Key: CVS = cerebrovascular stroke; GRACE = Global Registry of Acute Coronary Events; IRA = infarct-related artery; LAD = left anterior descending; LCx = left circumflex; LM = left main; MACCE = major adverse cardiovascular and cerebrovascular events; MI = myocardial infarction; RCA = right coronary artery; SD = standard deviation; STEMI = ST-elevation myocardial infarction; TIA = transient ischaemic attack; TVR = target-vessel revascularisation

Discussion

The main finding in this study was that low HDL-C (<40 mg/dL; 2.22 mmol/L) was associated with higher in-hospital and one-year mortality in STEMI patients. Previous studies have shown controversial data about the prognostic impact of low HDL-C on clinical outcomes in non-ST-segment-elevation acute coronary syndrome (NSTE-ACS) patients, while there is a scarcity of data in STEMI patients.14–16

Some studies,17,18 have suggested that sex difference might affect the prognosis of patients with acute MI; however, our results showed that sex difference itself was not statistically different between low and normal HDL-C levels.

Our study provides an important new clinical view on the prognostic significance of cholesterol metabolism in patients with acute STEMI. Our results could highlight, particularly, the prognostic importance of HDL-C status in these patients. Indeed, the prognostic value of low HDL-C level for worse outcomes in STEMI, may emphasise the importance of HDL-C assessment on coronary care unit admission for routine daily clinical and laboratory workup. Above and beyond these prognostic implications, the present results may suggest HDL-C levels as a prophylactic or therapeutic target against the development of adverse cardiovascular events.
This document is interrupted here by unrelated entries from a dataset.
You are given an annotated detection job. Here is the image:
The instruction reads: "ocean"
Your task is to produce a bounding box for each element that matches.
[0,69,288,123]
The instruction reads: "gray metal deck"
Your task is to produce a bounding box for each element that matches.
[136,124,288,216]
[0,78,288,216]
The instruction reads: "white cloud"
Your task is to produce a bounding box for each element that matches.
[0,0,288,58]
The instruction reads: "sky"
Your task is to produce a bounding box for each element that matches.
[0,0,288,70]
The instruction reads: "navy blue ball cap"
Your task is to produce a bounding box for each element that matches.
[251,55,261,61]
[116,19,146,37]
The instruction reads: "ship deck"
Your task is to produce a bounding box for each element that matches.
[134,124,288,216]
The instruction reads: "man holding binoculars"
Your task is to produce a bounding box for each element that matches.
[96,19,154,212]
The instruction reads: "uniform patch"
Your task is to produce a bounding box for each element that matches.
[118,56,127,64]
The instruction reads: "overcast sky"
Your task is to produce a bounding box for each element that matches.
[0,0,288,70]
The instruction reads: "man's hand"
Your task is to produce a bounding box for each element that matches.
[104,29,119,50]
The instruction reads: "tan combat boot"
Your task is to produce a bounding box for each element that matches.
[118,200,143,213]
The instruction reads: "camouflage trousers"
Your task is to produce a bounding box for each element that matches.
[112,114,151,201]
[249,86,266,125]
Some studies had shown that lower HDL-C levels are associated with a higher risk of cardiovascular events and more burden of atherosclerosis, even among cardiovascular patients with lower LDL-C levels, including those patients treated with statins.6,11 In our study, we have shown that lower HDL-C levels were associated with a higher risk of adverse outcomes, and appear to correlate with younger age upon presentation in patients with STEMI. In contrast, higher HDL-C levels were associated with older age at presentation in STEMI, which may indicate that higher HDL-C levels delay symptomatic coronary artery disease progression until older age. Nevertheless, lower HDL-C levels appear to be a unique, and potentially modifiable, risk factor for STEMI patients.

Limitations

This was a retrospective study, with the possibility of selection bias or missing data. We could not fully characterise the extent of the metabolic syndrome in our study because waist circumference measures were not routinely collected. There are no specific cut-off values for the cholesterol levels in the Egyptian population, but it was assumed that the Egyptian population level may be similar to those of the Mediterranean region. HDL-C levels before admission were not collected and recorded, HDL-C levels during the hospitalisation may differ from chronic HDL-C levels before presentation, so the impact of low HDL-C levels on the progression of coronary disease may not be accurately represented by in-hospital HDL-C levels.

Conclusion

We can conclude that low HDL-C level was associated with a significantly higher risk of in-hospital and one-year mortality in STEMI patients. Thus, early detection of low HDL-C is important in STEMI patients, and proper treatment with high-intensity statin therapy during the early stage should be considered in STEMI patients with low HDL-C, aiming both to reduce LDL-C levels and increase HDL-C levels.

Key messages

  • Low high-density lipoprotein-cholesterol (HDL-C) level is associated with higher risk of in-hospital and one-year mortality in ST-elevation myocardial infarction (STEMI) patients
  • Early detection of low HDL-C is important in STEMI patients, and proper treatment with high-intensity statin therapy should be considered in STEMI patients, aiming to reduce LDL-C levels and increase HDL-C levels

Conflicts of interest

None declared.

Funding

None.

Study approval

All procedure aspects were approved by the local ethics committee.